The end result is the increased use of natural language by the hearing person (who cues) when conversing with the deaf child. This results in the development of natural language in deaf children exposed to Cued Speech.

Case in point. Instead of a mother asking if the deaf child wants cereal for breakfast, she says “Do you want Corn Flakes, Rice Krispies or Fruit Loops?”

Or this. A mother commands her child to brush his teeth before bedtime. When the child resists, they become embroiled in a confrontation. A mother who feels free to communicate and use language will engage the child with an explanation of the importance of brushing to prevent cavities and keep the teeth clean and pearly white.

Once these types of verbal exchanges between the parent and child become routine and habitual, language will develop more naturally.
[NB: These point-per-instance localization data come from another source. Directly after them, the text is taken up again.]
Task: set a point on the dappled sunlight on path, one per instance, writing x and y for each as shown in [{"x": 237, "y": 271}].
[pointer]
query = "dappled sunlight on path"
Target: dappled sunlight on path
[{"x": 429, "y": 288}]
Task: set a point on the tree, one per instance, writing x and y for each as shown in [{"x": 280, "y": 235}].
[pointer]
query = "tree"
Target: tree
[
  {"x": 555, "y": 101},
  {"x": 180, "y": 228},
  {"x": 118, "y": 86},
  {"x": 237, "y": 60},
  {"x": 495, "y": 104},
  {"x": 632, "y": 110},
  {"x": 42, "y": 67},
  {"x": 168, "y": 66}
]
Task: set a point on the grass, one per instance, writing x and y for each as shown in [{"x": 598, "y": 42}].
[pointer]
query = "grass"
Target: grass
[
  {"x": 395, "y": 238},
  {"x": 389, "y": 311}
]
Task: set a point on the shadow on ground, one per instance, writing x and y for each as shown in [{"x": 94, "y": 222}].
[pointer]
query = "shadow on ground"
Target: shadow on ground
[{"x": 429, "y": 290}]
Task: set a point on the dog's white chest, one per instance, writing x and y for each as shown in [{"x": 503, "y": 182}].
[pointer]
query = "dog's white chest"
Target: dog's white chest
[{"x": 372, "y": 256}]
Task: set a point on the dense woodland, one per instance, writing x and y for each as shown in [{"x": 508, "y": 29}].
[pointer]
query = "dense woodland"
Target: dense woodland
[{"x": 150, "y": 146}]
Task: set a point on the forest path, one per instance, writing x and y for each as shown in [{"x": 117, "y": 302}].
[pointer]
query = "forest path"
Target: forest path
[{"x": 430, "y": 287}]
The proof of the success of Cued Speech is in the pudding. Studies show that prelingually profoundly deaf children who have used Cued Speech for three years or more, read at the same level as their hearing peers in public schools.

In addition, this internalized understanding of spoken language translates into a natural use of the English phonologic code and its syntax. The excellently written and grammatically-correct written work of adult deaf cuers is evidence of this point.

Moreover, deaf children who are exposed to Cued Speech see pronunciation, and differences in dialect used in different parts of the country. Speech therapists report that it is much easier to correct pronunciation and teach sounds with children familiar with CS, because they have an internal understanding, a mental image, of where the sounds go.

Studies also show that CS users have superior skill at lipreading when the cues are removed, primarily due to their exposure to what language is supposed to look like on the lips. As adults, they function as essentially oral adults in a hearing atmosphere.

Hearing parents of deaf children who begin to use Cued Speech speak overwhelmingly about the increase in their overall quality of life. They talk about the ease of communication and the freedom to discipline their deaf children once they are confident of being understood.

“After all,” said one parent, “How can you discipline a child who doesn’t understand what you are saying?”

Other parents who use Cued Speech point to the fact that their children are more apt to be placed in regular education classes, supported by the use of a Cued Speech Transliterator, since those children have language skills equivalent to their hearing peers and can keep up with the classwork.

In fact, with few exceptions, most Cued Speech children are placed in regular education classes.

More importantly, Cued Speech opens up the avenues of communication between the hearing members of the family and the deaf child. In the early part of this century, a sore point among adult deaf people was poor communication between the hearing and deaf members of the same family.

Many deaf people believed that if hearing people learned signing, the communication problem among deaf and hearing family members would be overcome. Unfortunately, the reality is that hearing parents have a poor performance record with learning signs. And even if they were more adept at learning signs, this would not resolve the literacy problem that pervades deaf education and haunts the deaf community.

The literacy issue has its roots in hearing people’s perception that signing is another way to express themselves in English. It is not. It is imperative that we recognize that sign is a different language altogether - and that it is a language with no written form.

Since Cued Speech is a closed system, one can learn it in a limited amount of time and be able to say anything, even onomatopoeia. Parents who use Cued Speech report their children learn other languages with ease. Reports of multi-lingual deaf children are not unusual among Cued Speech users.

Educators and parents need to stop ‘dumbing down’ language for deaf children and raise their expectations. There is no reason deaf children can’t learn to read. It just needs to be accessible.